Documentos exigidos para a instituição condominial
Para instituir o condomínio, são exigidos documentos técnicos e legais. Agora, veja o que entra nessa documentação:
- Planta baixa e projeto arquitetônico aprovados pela prefeitura
- Memorial descritivo da obra, com detalhes das unidades e áreas comuns
- Cálculo das frações ideais que representa a proporção de cada unidade no total do terreno – Normalmente, essa fração é baseada na área construída, mas pode considerar outros critérios, como o valor da propriedade ou vantagens especiais (como uma vista privilegiada). É essencial para calcular despesas, distribuir votos em assembleias e tomar decisões importantes.

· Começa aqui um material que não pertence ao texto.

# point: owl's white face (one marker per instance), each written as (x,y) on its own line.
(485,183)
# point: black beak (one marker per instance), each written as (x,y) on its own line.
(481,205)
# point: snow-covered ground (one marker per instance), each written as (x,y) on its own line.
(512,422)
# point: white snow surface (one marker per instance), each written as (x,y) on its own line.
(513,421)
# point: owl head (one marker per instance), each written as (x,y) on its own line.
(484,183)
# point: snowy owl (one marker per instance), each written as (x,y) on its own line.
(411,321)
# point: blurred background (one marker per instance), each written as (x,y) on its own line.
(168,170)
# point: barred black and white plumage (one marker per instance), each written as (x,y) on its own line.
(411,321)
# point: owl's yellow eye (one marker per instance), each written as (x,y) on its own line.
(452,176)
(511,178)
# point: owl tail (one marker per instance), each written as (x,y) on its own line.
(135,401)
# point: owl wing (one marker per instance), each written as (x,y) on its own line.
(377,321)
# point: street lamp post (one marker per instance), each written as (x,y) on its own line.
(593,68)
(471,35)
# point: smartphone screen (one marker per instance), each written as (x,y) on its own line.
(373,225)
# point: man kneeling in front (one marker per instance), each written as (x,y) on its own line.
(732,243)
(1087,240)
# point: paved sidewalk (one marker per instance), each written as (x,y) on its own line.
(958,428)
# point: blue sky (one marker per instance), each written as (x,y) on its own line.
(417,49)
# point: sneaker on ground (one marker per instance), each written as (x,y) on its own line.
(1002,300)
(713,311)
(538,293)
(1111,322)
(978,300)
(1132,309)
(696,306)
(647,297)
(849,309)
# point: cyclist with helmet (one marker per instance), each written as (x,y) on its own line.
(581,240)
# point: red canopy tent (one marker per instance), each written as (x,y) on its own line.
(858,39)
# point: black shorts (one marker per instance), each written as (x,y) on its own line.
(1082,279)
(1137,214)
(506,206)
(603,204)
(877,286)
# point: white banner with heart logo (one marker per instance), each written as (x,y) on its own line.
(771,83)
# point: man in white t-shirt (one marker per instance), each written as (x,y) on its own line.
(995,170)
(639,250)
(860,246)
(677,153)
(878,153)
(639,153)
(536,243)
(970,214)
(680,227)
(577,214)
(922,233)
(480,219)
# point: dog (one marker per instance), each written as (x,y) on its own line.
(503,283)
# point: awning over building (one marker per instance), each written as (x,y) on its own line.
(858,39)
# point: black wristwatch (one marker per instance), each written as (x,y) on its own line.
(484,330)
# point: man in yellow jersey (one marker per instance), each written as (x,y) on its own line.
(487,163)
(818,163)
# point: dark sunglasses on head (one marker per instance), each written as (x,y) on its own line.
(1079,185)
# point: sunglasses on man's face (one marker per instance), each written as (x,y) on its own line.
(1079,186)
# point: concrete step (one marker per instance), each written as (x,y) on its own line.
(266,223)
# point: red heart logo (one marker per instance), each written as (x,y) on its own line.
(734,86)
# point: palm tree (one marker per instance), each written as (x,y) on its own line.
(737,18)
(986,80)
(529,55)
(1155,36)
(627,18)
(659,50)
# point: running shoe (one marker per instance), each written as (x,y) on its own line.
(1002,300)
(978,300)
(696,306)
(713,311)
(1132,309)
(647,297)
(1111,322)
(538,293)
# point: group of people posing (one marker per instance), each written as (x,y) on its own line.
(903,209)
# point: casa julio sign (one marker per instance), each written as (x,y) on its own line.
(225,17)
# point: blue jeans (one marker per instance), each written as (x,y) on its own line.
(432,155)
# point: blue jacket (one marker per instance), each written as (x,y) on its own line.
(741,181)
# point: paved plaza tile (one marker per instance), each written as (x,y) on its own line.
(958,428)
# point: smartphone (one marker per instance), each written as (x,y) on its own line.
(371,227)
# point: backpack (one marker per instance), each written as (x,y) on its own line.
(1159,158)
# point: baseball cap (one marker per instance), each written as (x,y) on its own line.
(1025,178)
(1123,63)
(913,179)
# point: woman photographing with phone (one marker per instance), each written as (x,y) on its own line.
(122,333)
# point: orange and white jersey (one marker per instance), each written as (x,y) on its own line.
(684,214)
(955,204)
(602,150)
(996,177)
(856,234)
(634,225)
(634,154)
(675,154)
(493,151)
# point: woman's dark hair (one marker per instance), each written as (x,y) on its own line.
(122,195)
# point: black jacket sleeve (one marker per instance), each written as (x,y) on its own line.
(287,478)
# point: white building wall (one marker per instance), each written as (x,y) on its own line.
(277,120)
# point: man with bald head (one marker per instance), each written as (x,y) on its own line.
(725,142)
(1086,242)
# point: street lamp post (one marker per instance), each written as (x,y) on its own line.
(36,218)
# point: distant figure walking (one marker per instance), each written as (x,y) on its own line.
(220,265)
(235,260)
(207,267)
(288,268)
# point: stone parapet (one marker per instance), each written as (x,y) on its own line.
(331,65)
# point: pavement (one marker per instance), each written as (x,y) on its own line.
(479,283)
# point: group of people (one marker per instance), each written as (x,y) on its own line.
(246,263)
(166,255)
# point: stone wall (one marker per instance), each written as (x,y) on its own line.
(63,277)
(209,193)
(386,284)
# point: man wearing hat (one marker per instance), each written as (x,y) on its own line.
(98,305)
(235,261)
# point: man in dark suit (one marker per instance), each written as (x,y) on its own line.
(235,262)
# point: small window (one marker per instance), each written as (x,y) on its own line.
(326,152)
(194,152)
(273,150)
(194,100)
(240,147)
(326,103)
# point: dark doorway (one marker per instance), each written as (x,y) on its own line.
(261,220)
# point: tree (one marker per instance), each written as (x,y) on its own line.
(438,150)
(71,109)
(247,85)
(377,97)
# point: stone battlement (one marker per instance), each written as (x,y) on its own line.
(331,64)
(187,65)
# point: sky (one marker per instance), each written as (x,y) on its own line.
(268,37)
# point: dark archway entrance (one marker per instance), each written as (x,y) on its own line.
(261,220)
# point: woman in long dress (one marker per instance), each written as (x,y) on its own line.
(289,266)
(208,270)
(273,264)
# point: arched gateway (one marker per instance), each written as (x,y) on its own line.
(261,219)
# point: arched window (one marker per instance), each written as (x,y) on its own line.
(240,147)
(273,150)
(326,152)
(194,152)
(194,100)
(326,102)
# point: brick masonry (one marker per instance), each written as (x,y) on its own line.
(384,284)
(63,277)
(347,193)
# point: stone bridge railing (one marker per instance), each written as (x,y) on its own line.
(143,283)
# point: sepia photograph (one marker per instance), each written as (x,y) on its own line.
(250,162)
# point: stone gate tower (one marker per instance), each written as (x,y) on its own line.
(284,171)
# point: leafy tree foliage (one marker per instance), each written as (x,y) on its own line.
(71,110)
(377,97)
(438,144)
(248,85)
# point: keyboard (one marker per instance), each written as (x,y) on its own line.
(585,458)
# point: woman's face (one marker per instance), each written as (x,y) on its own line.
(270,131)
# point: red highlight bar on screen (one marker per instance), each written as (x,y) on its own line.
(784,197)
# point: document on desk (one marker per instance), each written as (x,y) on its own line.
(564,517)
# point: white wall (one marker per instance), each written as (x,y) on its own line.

- Habite-se, emitido pela prefeitura, atestando que a construção foi concluída conforme os parâmetros legais
Vagas de garagem e unidades autônomas
As vagas de garagem também precisam estar devidamente descritas no ato de instituição do condomínio.
Elas podem ser vinculadas a unidades específicas (autônomas) ou fazer parte das áreas comuns com uso rotativo, o que deve constar expressamente no registro.
Assim, cada unidade, inclusive as vagas, recebe um número de matrícula individual no cartório.
Diferença entre instituição, convenção e incorporação
Antes de detalharmos as diferenças entre cada um desses conceitos, é importante entender como eles se relacionam e qual o papel específico de cada documento na vida de um condomínio.
O que muda entre convenção e instituição?
Embora pareçam semelhantes, a instituição de condomínio e a convenção de condomínio são documentos distintos.
A instituição é o ato que cria o condomínio juridicamente. Define unidades, frações ideais e áreas comuns. Ela tem caráter público e é registrada no Cartório de Imóveis.
Já a convenção é o documento que regula o uso das áreas comuns, a eleição do síndico, as regras de convivência e o funcionamento do condomínio. É registrada à parte e pode ser alterada com aprovação dos condôminos.
Associação de moradores é a mesma coisa?
Não. A associação de moradores costuma surgir em loteamentos e bairros planejados, mas não tem o mesmo valor legal de um condomínio instituído. Ela depende de adesão voluntária dos moradores, não tem frações ideais nem convenção registrada em cartório.
Como em alguns casos isso pode dificultar a cobrança de taxas e a tomada de decisões, sempre que possível, recomenda-se a formalização legal como condomínio edilício.
Etapas da incorporação imobiliária
A incorporação imobiliária antecede a instituição, permitindo que uma construtora venda unidades ainda em construção. Essa etapa acontece mediante registro da incorporação e apresentação do projeto completo (plantas, cronograma, memorial, etc.).
Assim, somente após a conclusão da obra — e com o Habite-se emitido —, o incorporador pode então instituir o condomínio formalmente.
Passo a passo para registrar um condomínio
Para que o condomínio ganhe vida jurídica, é fundamental seguir etapas específicas, começando pelo registro formal no cartório, que confere validade e segurança ao empreendimento.
Como é feito o registro em cartório?
Com toda a documentação reunida — planta, memorial, Habite-se, frações ideais e minuta da instituição —, o incorporador ou responsável legal deve registrar o condomínio no Cartório de Registro de Imóveis da circunscrição.
Após a averbação, cada unidade passa a ter sua matrícula individual, tornando-se legalmente passível de venda, financiamento ou transferência.
Quando elaborar a convenção do condomínio e eleger o síndico?
Em geral, logo após o registro da instituição, os condôminos elaboram a convenção e convocam a assembleia inaugural.
Já nesse contexto são discutidas as regras internas e as eleições de síndico, subsíndico e conselhos fiscal e consultivo – fundamentais para o funcionamento cotidiano do condomínio.
Como tirar o CNPJ do condomínio
Depois da assembleia e da convenção registrada, o condomínio pode, finalmente, ser registrado como pessoa jurídica junto à Receita Federal, obtendo seu CNPJ.
Isso permite abrir conta bancária, contratar serviços, emitir notas fiscais e exercer plenamente sua vida administrativa.